Wenn ein Mensch nicht auf zwei Beinen laufen kann, kann man bestimmte Rollen erwarten, z. B. “schwach”, und “Mitleiderweckend” und in einer Fremd-Referenz auch gleich von Diskriminierung durch Andere ausgehen.

Nach dem Motto ich habe “Mitleid”, aber die Anderen nicht. Dass das Mitleid auch positive Diskriminierung transportiert, ist nicht erkannt. Weil wir im Laufe der religiösen Sozialisation gelernt und verinnerlicht haben: “Gute Menschen” haben Mitleid mit “Schwachen”.

Damit behindern wir selbstbestimmtes Leben in der Gesellschaft für viele Menschen. Erst durch die Exklusion zwingen wir die Menschen sich gegen die aufgezwungene Rolle zu wehren und die Gesellschaft für ihre Bedürfnisse zu sensibilisieren.

Nicht sie sind behindert, sondern die ihnen zugeschriebenen Rollenerwartungen behindern sie.

Dadurch ist die Entwicklung einer „starken Ich-Identität für eine kommunikative Kompetenz unterminiert und eine mündige und gleichberechtigte Teilhabe verhindert”.

Die Debatte um die Inklusion ermöglicht uns in einer prozessual diskursiven Debatte der individuellen Mündigkeit und die Verneinungsmöglichkeit der gesamten Gesellschaft zu verstärken.

Alle Maßnahmen zielten bis jetzt auf die Integration der “Behinderten” ab und das bedeutete nichts anderes, als dass die Anstrengungen die Teilhabe der Ausgeschlossenen in eine geschlossene legitime und unveränderbare normative Einheit erleichtern sollten.
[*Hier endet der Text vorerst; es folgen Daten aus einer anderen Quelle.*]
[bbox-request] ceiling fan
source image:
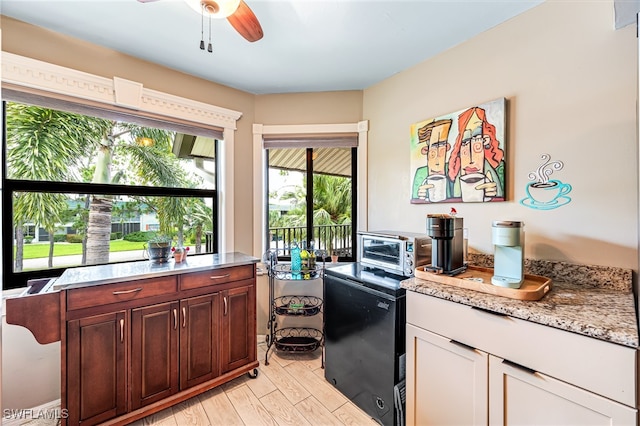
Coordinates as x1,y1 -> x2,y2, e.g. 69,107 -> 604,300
138,0 -> 264,42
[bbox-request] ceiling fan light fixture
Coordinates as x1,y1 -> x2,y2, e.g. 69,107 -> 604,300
184,0 -> 240,19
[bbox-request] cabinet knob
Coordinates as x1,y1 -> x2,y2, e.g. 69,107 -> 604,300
209,274 -> 231,280
112,287 -> 142,296
173,308 -> 178,330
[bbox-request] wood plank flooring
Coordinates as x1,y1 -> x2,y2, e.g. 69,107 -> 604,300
3,342 -> 378,426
Dabei handelt es sich nach wie vor um ein Verhältnis von Macht und Asymmetrie.

„Der normative Gehalt der Moderne eröffnet sich in einer kommunikativ ethischen Perspektive einer Vernunft, die sich auf sprachliche Strukturen stützt.

(Der philosophische Diskurs der Moderne, Habermas Frankfurt/Main 1985)
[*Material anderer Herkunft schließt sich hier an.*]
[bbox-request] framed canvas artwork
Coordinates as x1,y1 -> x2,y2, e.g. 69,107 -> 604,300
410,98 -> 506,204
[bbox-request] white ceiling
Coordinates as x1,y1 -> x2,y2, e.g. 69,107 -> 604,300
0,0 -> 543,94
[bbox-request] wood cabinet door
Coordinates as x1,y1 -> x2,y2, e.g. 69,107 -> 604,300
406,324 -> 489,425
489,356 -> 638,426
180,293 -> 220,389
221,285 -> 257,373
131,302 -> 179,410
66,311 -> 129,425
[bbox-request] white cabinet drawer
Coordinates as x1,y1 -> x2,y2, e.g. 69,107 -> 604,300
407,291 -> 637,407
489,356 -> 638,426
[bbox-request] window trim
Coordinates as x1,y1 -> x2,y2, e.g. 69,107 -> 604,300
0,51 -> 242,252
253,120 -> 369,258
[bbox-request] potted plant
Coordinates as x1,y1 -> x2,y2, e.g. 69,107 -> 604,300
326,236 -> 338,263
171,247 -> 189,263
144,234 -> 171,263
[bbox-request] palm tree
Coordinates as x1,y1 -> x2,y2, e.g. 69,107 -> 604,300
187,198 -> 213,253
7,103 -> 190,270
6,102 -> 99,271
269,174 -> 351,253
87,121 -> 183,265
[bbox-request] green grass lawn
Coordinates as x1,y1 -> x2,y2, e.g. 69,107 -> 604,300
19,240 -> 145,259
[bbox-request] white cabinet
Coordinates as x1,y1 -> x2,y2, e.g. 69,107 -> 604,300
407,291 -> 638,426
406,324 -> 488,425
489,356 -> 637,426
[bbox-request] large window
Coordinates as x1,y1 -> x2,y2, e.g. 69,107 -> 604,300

Habermas geht von einer rationalen Perspektive der Emanzipation allgemein aus und verbindet kommunikative Vernunft als Fortsetzung der Idee der Freiheit mit der Solidarität.

Habermas schreibt: Es gibt keine reine Vernunft, sondern eine handelnde Vernunft.

Die Sprache als normative Grundlage des Zusammenlebens lehrt uns wie wir miteinander leben. Dazu brauchen wir kommunikative Vernunft und verständigungs- orientiertes Handeln und das kann nur gemeinsam entwickelt werden.

Alle Maßnahmen sind notwendig um das Leben der Menschen zu erleichtern, aber wir brauchen eine grundsätzliche Debatte über und um ein mündiges und gleichberechtigtes Miteinander.